Here’s a complete, runnable example:
from statebase import StateBase
import random

sb = StateBase(api_key="your-key")

# Simulate unreliable APIs
def call_flight_api(destination, dates):
    if random.random() < 0.3:  # 30% failure rate
        raise Exception("Flight API timeout")
    return [{"airline": "United", "price": 350}]

def call_hotel_api(destination, dates):
    if random.random() < 0.3:
        raise Exception("Hotel API timeout")
    return [{"name": "Hilton", "price": 200}]

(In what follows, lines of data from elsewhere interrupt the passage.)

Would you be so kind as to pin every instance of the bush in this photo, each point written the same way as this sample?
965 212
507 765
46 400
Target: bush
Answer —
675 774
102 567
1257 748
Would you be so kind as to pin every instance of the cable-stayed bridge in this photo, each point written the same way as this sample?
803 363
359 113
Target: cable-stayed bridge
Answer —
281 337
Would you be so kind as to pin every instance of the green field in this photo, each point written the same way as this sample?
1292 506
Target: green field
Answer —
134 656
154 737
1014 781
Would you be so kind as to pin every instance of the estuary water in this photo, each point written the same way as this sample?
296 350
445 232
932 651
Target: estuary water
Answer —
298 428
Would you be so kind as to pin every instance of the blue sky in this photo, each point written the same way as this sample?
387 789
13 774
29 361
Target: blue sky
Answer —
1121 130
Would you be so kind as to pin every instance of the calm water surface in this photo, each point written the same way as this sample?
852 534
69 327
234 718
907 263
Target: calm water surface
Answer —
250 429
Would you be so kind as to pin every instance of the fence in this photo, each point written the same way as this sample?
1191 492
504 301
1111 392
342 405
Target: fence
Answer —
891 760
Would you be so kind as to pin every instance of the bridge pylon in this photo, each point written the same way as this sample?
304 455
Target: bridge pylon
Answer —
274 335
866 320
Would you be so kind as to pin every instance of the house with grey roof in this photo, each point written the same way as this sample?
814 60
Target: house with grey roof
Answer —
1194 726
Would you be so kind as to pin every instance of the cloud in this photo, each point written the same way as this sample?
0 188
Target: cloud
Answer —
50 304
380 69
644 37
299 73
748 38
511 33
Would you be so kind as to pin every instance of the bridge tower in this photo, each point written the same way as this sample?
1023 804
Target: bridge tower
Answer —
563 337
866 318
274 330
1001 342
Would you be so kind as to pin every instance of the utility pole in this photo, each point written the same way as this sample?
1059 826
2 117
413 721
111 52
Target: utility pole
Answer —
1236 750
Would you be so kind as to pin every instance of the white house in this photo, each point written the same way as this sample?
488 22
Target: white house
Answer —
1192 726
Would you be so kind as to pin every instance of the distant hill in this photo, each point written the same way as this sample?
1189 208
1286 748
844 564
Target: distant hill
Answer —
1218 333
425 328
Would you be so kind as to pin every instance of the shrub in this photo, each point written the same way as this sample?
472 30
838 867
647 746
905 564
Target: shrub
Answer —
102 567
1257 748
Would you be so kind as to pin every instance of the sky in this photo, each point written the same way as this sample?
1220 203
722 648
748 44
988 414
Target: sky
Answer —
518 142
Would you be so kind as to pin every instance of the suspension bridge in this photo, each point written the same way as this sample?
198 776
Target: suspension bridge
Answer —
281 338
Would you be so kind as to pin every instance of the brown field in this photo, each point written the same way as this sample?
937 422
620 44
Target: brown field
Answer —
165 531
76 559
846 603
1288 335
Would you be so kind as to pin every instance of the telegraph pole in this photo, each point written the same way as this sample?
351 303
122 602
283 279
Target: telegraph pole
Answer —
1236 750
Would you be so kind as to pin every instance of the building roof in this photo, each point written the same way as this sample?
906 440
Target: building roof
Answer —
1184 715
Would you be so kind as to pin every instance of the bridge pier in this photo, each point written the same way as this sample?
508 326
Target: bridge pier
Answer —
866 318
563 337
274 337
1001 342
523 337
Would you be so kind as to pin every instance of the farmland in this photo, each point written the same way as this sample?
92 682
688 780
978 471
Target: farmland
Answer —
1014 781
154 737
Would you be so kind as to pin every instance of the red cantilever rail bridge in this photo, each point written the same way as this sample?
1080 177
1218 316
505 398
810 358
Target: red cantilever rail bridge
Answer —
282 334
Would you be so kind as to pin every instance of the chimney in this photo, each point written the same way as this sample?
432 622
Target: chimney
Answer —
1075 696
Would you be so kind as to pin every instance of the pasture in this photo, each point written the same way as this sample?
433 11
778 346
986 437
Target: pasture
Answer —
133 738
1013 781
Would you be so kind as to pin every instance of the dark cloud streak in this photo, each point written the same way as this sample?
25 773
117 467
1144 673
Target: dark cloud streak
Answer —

def call_weather_api(destination, dates):
    if random.random() < 0.5:  # 50% failure rate (less critical)
        raise Exception("Weather API timeout")
    return {"forecast": "Sunny, 72°F"}

# Main booking function
def book_trip(user_id, destination, dates):
    # Create session
    session = sb.sessions.create(
        agent_id="travel-agent",
        user_id=user_id,
        initial_state={"destination": destination, "dates": dates}
    )
    
    print(f"🎫 Booking trip to {destination} for {dates}")
    
    # Step 1: Flights
    try:
        print("  Searching flights...")
        flights = call_flight_api(destination, dates)
        sb.sessions.update_state(
            session_id=session.id,
            state={**session.state, "flights": flights},
            reasoning="Flight search succeeded"
        )
        print(f"  ✅ Found {len(flights)} flights")
    except Exception as e:
        print(f"  ❌ Flight search failed: {e}")
        # Check cache
        if "flights" in session.state:
            flights = session.state["flights"]
            print("  ♻️ Using cached flight data")
        else:
            return "Unable to search flights. Please try again."
    
    # Step 2: Hotels
    try:
        print("  Searching hotels...")
        hotels = call_hotel_api(destination, dates)
        sb.sessions.update_state(
            session_id=session.id,
            state={**sb.sessions.get(session.id).state, "hotels": hotels},
            reasoning="Hotel search succeeded"
        )
        print(f"  ✅ Found {len(hotels)} hotels")
    except Exception as e:
        print(f"  ❌ Hotel search failed: {e}")
        return f"Found flights but hotels unavailable. Try different dates?"
    
    # Step 3: Weather (optional)
    try:
        print("  Fetching weather...")
        weather = call_weather_api(destination, dates)
        print(f"  ✅ Weather: {weather['forecast']}")
    except Exception as e:
        print(f"  ⚠️ Weather unavailable: {e}")
        weather = {"forecast": "Unknown"}
    
    # Success!
    print("\n🎉 Booking complete!")
    return {
        "flights": flights,
        "hotels": hotels,
        "weather": weather
    }

# Run the demo
if __name__ == "__main__":
    result = book_trip(
        user_id="demo_user",
        destination="San Francisco",
        dates="2024-03-15 to 2024-03-17"
    )
    print(result)
Sample Output:
🎫 Booking trip to San Francisco for 2024-03-15 to 2024-03-17
  Searching flights...
  ✅ Found 1 flights
  Searching hotels...
  ❌ Hotel search failed: Hotel API timeout
Found flights but hotels unavailable. Try different dates?

# User retries with same dates
🎫 Booking trip to San Francisco for 2024-03-15 to 2024-03-17
  Searching flights...
  ♻️ Using cached flight data
  Searching hotels...
  ✅ Found 1 hotels
  Fetching weather...
  ✅ Weather: Sunny, 72°F

🎉 Booking complete!

Key Takeaways

  1. Checkpoint after each successful step → Don’t lose progress
  2. Check cache before retrying → Save money and time
  3. Distinguish critical vs optional → Graceful degradation
  4. Roll back on corruption → Prevent cascading failures

Try It Yourself

  1. Copy the code above
  2. Replace "your-key" with your StateBase API key
  3. Run it multiple times to see different failure scenarios
  4. Observe how StateBase preserves progress across retries

Next Steps


The Bottom Line: Production AI agents deal with unreliable external systems. StateBase ensures that one API timeout doesn’t force users to start over from scratch.